Same idea, different filename. AGENTS.md is a plain-text README written for your coding agents — the commands to run, the conventions to follow, and the rules they read every time they start work in a project. Claude reads a file called CLAUDE.md instead; some setups symlink one to the other so both names point at the same file. AGENTS.md started at OpenAI and is now an open standard under the Linux Foundation. The format barely matters — what matters is that the file exists, because it's the single highest-leverage, lowest-effort thing you can give an agent.

What is the difference between MCP and A2A?

MCP (Model Context Protocol) is how an agent reaches outward to tools and data — a standard plug so one agent can talk to Notion, Stripe, or your database without a custom connector for each. A2A (agent-to-agent) is how two agents talk to each other — each publishes an "agent card" describing what it does, so others can delegate work to it. MCP is the busy, useful layer most teams need now; A2A is real but still mostly speculative for mid-market companies. In a cache of ~26,000 builder comments, MCP comes up roughly 14 times as often as A2A.

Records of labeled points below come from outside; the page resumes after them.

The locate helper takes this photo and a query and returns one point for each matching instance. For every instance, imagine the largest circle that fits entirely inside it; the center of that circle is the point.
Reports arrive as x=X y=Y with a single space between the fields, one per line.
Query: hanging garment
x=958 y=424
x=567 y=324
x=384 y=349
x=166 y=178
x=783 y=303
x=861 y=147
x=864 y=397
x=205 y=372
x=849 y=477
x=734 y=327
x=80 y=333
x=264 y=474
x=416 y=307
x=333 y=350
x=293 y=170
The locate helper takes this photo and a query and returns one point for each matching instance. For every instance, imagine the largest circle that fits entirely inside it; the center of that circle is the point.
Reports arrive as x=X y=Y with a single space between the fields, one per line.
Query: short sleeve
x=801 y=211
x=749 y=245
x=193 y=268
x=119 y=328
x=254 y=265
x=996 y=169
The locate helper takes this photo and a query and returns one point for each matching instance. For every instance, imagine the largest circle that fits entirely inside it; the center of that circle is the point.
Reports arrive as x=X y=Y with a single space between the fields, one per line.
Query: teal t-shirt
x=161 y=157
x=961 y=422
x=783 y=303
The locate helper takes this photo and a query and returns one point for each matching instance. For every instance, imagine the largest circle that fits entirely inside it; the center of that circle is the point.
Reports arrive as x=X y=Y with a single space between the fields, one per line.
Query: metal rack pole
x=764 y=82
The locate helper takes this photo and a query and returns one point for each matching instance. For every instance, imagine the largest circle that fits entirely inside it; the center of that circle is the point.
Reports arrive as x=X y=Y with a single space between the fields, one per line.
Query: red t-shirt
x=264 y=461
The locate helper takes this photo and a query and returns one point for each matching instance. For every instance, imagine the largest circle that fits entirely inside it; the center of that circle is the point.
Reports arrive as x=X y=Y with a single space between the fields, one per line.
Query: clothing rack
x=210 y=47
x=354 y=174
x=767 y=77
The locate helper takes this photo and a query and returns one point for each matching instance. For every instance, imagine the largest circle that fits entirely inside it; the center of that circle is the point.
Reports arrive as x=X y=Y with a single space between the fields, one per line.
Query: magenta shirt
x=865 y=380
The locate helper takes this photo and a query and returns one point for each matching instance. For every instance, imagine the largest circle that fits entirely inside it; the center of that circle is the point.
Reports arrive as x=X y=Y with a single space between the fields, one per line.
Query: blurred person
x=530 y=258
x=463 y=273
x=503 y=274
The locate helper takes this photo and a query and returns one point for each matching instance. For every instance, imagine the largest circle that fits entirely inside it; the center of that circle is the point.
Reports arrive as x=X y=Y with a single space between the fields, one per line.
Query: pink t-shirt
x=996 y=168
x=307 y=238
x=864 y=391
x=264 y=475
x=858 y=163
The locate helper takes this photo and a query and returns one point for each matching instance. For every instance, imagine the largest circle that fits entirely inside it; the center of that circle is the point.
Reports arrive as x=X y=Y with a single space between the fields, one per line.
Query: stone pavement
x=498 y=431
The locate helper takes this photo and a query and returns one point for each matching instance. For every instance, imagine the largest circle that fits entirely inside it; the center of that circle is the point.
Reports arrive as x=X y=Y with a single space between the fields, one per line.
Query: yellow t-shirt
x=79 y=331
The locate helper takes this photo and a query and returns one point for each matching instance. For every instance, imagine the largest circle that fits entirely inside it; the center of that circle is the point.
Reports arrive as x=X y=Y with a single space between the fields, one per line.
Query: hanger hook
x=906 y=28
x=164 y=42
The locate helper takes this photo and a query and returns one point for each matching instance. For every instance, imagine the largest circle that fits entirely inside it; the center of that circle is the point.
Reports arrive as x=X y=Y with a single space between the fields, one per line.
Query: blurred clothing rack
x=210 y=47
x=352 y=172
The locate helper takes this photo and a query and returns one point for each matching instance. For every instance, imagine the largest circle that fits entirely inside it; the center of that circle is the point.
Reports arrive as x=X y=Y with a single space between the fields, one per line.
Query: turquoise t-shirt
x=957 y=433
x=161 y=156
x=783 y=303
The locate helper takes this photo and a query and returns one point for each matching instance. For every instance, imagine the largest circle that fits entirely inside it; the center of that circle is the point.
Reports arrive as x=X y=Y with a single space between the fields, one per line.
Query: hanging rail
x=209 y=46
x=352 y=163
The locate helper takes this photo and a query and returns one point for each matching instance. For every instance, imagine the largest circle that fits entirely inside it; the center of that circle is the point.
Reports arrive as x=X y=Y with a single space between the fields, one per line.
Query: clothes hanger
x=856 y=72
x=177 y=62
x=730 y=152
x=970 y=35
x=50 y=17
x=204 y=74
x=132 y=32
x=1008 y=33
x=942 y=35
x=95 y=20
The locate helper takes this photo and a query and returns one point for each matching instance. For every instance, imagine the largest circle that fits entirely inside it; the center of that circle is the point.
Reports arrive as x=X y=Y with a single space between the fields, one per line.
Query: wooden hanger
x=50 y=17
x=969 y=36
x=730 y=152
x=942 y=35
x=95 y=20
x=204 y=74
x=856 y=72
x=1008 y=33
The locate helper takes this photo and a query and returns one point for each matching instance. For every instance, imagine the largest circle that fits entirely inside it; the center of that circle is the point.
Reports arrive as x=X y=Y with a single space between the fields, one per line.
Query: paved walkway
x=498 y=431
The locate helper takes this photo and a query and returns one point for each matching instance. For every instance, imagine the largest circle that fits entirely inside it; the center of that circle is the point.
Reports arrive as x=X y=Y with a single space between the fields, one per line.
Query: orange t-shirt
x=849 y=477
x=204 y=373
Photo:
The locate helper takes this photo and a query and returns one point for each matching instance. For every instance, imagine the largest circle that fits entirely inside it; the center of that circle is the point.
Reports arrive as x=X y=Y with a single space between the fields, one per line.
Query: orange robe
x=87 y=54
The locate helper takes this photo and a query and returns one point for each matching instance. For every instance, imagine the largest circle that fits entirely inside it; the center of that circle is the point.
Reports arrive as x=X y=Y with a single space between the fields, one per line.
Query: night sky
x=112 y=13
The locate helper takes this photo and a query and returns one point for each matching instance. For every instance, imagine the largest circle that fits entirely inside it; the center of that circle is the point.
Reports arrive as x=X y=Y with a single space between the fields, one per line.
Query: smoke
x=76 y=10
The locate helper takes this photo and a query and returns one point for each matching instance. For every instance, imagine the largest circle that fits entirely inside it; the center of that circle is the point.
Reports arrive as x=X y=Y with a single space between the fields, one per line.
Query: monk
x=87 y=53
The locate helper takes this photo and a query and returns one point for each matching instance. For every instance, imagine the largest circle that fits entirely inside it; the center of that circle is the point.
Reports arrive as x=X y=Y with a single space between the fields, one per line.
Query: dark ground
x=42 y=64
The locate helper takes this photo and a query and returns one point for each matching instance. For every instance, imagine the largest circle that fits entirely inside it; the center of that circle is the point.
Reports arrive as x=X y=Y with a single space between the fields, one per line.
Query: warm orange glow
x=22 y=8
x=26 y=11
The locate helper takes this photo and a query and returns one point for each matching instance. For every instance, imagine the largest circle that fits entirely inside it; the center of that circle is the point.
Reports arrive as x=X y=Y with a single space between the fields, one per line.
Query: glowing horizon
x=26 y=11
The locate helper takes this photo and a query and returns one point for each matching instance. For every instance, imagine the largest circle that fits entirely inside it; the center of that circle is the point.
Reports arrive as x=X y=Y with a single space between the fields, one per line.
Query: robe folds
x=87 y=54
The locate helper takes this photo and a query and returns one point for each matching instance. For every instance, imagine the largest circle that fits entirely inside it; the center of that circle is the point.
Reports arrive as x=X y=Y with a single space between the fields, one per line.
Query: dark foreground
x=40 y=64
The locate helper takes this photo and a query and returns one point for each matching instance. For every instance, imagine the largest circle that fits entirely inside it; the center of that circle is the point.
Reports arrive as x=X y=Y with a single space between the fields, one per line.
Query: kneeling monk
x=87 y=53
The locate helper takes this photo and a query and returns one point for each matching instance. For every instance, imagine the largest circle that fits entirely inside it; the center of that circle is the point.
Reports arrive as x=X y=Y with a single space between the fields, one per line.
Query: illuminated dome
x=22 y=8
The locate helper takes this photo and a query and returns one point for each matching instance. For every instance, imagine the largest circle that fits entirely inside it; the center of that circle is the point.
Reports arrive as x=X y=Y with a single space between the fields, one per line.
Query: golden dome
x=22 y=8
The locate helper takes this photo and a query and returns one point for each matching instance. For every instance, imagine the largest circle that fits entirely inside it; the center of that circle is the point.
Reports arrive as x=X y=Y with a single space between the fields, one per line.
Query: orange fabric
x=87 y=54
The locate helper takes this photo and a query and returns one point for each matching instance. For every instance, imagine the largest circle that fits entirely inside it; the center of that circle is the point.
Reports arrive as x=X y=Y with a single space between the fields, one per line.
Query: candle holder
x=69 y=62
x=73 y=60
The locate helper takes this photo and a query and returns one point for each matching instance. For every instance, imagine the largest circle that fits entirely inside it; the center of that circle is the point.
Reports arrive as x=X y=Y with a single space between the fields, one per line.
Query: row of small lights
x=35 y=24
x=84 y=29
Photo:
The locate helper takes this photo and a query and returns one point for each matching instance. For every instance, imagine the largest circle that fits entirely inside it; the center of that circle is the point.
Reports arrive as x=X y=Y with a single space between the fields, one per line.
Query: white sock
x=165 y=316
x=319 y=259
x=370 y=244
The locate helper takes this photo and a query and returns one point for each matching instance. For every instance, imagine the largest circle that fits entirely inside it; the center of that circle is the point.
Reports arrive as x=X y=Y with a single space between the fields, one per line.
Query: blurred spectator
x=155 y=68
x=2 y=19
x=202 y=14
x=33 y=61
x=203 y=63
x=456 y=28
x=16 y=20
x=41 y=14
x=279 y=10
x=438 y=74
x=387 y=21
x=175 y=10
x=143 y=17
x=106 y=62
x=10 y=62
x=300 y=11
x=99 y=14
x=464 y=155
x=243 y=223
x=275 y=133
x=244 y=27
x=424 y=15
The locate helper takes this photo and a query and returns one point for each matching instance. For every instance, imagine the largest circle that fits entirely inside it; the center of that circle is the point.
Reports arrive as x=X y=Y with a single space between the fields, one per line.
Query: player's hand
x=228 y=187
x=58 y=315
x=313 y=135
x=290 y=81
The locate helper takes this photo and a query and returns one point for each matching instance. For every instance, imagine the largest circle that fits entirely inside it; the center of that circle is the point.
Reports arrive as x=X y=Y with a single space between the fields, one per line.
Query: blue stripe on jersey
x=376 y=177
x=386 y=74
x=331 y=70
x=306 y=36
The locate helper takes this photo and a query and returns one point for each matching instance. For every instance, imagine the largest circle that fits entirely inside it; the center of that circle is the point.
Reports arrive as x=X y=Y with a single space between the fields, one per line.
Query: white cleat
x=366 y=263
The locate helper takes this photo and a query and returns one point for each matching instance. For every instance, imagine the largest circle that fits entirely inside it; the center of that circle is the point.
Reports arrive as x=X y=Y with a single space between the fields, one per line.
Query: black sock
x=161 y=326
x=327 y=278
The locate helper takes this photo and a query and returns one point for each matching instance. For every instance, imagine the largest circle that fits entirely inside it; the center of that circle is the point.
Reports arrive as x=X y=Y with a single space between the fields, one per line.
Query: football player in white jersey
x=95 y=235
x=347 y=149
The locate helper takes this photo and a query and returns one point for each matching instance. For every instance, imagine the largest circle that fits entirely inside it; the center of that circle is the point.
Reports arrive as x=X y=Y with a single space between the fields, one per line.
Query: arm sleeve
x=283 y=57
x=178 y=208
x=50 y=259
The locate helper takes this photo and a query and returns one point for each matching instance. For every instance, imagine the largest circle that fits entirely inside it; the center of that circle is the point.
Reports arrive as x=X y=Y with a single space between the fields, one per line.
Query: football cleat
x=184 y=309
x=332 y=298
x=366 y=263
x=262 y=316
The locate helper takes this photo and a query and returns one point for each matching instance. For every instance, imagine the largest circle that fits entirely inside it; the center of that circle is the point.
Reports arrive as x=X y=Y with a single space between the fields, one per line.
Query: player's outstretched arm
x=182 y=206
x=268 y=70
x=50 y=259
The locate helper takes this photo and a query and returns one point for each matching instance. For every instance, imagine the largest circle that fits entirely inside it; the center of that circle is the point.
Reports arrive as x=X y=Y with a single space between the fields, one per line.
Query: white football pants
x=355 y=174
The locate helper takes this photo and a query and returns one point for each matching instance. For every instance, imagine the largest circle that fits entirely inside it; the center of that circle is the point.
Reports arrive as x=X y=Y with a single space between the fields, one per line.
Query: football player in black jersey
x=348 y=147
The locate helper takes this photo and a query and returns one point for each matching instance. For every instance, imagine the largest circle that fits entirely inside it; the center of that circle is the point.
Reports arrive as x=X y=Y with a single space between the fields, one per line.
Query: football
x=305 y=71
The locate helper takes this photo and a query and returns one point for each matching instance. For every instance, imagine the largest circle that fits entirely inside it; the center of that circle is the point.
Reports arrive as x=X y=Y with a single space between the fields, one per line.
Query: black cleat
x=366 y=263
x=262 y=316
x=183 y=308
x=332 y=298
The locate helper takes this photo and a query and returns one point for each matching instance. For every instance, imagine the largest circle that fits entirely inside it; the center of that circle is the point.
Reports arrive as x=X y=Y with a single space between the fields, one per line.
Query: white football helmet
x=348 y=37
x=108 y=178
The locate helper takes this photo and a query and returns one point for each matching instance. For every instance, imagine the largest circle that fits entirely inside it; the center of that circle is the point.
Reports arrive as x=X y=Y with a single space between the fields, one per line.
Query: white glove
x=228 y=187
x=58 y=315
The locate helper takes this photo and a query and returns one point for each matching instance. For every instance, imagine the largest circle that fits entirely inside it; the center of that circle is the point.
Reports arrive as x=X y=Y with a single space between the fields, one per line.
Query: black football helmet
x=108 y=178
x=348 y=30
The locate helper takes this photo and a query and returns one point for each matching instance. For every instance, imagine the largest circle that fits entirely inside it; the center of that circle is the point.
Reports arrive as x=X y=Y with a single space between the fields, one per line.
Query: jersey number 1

Do I need sub-agents to run agents in my company?

Only when a job won't fit in one agent's context window or is embarrassingly parallel. A sub-agent is a child the main agent spawns with its own fresh context to do one chunk of work and hand back a result — useful for reviewing thousands of files, or running twenty independent checks at once. It's the highest-skill, highest-payoff of the five terms for a small team, because it's how two people get fifty-person throughput. But it's not where you start: most of the value lives in AGENTS.md, a couple of skills, and one MCP.

When should I use an agent skill instead of just writing it into AGENTS.md?

Put always-on, project-wide rules in AGENTS.md — it's read every time the agent starts work. Put occasional, task-specific capability in a skill — a folder with a SKILL.md that only loads into context when the task matches its description. The test is frequency: if the agent needs it every session, it belongs in AGENTS.md; if it needs it sometimes (build a deck, run a specific report), make it a skill so it stays out of the context window until it's relevant.

Which of these five terms should a mid-market company set up first?

In order of leverage-per-hour for a small team: (1) AGENTS.md — write it in the first hour; (2) two or three skills for your most-repeated tasks — week one; (3) one MCP for the single system your agent touches daily, like your CRM or database; (4) sub-agents, once a job won't fit one context; (5) A2A — skip it for now and revisit only when you have multiple production agents that genuinely need to negotiate. Roughly 80% of the value is in the first three.